No caminho de volta para a caverna, começara a chover e ele apressou o passo. Se Mary não estivesse por lá a fogueira poderia se apagar com o vento, e seria difícil acendê-la novamente naquele tempo úmido.

Porém, ao avistar o abrigo, paralisou. Viu Mary sentada diante da fogueira, abraçando as pernas e com o rosto escondido, como se chorasse. Mesmo de longe, percebeu os braços e as pernas esfolados dela e a sua roupa toda suja, rasgada em vários lugares. Sem perder tempo, ele largou os galhos que trazia e correu até ela.

- Ei, Mary?! O que aconteceu? – ele se ajoelhou ao lado dela, analisando os machucados de forma preocupada.

Ela tremia e estava toda molhada. Então, agindo rápido, ele pegou o seu casado para cobri-la e colocou mais galhos na fogueira.

- Você está bem? – ele perguntou.

- Tudo bem. – ela respondeu com uma voz fraca.

O dragão a encarou por um tempo. Nunca a ouvira falando naquele tom, totalmente contrário a sua personalidade forte. Mas só conseguiu chegar à conclusão de que ela deveria estar cansada e faminta, e então aconselhou:

- Não se esforce tanto.

- Se não nos esforçarmos não iremos sobreviver! – ela respondeu grossa e irritada.

Agora, ele via que não era somente fome e cansaço. Mary agia como alguém que estava a ponto de desistir.

***

Mesmo depois de escurecer, a chuva ainda caia. Dentro da caverna, cada um em seu canto, Mary e Doumajyd se limitavam a olhar para as chamas do fogo, sozinhos com seus próprios pensamentos.
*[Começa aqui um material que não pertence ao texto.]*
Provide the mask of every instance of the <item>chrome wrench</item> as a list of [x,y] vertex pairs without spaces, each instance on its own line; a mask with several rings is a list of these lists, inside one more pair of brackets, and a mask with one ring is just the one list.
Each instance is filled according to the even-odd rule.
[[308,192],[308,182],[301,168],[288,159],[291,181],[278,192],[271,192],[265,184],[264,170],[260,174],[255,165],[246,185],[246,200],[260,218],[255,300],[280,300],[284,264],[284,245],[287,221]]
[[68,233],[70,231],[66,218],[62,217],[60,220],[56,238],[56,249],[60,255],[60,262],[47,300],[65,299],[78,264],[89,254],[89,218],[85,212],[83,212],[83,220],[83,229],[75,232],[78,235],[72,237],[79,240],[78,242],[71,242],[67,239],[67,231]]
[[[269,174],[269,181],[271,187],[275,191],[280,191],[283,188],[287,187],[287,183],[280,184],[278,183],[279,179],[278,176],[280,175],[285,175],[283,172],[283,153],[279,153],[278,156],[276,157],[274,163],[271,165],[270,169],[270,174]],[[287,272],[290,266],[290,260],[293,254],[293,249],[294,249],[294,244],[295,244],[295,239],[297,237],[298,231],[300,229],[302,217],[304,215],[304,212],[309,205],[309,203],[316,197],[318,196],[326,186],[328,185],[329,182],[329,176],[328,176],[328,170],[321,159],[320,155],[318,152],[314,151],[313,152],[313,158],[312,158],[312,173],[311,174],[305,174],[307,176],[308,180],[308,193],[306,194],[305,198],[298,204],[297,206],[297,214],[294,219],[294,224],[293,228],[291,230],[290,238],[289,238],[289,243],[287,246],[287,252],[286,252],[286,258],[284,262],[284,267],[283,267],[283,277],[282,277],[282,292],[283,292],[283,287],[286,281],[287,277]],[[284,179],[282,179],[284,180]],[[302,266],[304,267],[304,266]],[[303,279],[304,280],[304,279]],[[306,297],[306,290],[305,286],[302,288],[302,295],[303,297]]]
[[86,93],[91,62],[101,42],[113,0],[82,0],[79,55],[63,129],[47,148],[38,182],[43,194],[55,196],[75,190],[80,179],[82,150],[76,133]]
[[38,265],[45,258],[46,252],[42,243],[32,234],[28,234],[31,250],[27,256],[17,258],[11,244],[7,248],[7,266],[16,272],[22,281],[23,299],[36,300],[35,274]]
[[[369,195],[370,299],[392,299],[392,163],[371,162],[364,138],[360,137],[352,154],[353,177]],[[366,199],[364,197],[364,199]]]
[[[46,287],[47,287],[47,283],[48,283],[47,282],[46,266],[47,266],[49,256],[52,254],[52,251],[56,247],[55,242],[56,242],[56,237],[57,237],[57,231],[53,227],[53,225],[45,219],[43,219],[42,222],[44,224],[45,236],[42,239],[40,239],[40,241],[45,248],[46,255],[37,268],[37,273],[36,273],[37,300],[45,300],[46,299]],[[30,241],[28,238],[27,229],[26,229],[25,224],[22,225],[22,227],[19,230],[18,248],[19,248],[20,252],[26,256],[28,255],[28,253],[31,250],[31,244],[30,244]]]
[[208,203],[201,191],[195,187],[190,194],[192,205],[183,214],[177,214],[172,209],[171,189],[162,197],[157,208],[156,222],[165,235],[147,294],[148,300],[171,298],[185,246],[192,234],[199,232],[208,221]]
- O que estamos fazendo? – Mary quebrou o silêncio, pensando alto – Tivemos problemas desde o início e agora isso... É como se fosse um erro estarmos juntos, porque nada dá certo...
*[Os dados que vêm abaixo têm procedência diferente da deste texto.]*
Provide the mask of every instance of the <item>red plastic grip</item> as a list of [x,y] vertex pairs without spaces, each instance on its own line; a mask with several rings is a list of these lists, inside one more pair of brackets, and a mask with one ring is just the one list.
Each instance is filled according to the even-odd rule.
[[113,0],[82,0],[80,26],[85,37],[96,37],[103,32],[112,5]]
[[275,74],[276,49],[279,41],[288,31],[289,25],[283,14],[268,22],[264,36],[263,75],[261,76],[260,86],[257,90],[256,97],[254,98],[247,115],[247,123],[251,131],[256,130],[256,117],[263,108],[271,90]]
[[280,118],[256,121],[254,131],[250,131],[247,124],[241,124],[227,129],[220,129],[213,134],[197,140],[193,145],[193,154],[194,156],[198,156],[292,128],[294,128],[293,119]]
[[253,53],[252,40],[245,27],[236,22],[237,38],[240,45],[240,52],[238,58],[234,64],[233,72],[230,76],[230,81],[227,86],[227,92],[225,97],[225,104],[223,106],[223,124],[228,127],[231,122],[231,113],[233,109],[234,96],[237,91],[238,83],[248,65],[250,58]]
- Por que diz isso? – resmungou Doumajyd.

- Só para começar, – ela continuou, mantendo aquele tom de voz sem emoção – se aquela tiara não tivesse existido, não estaríamos presos aqui.

Doumajyd olhou para ela, não acreditando no que ouvia:

- Está falando sério?

Ela ficou em silêncio por um tempo, e então disse:

- Realmente nossos valores são diferentes...

- O quê?

- Se nos casarmos, vamos sempre estar juntos... Mas se, mesmo agora, não conseguimos que as coisas dêem certo, como vamos conseguir que elas melhorem depois?

- Se tiver que dar certo, vai dar certo! – ele respondeu, irritado com o jeito negativo dela.

Então se levantou, pegou um casaco e o vestiu dizendo, no seu tom de líder dos dragões:

- Eu não tenho nenhuma dúvida sobre passar o resta da minha vida com você! – e saiu na chuva, pisando furioso pelas poças d’água.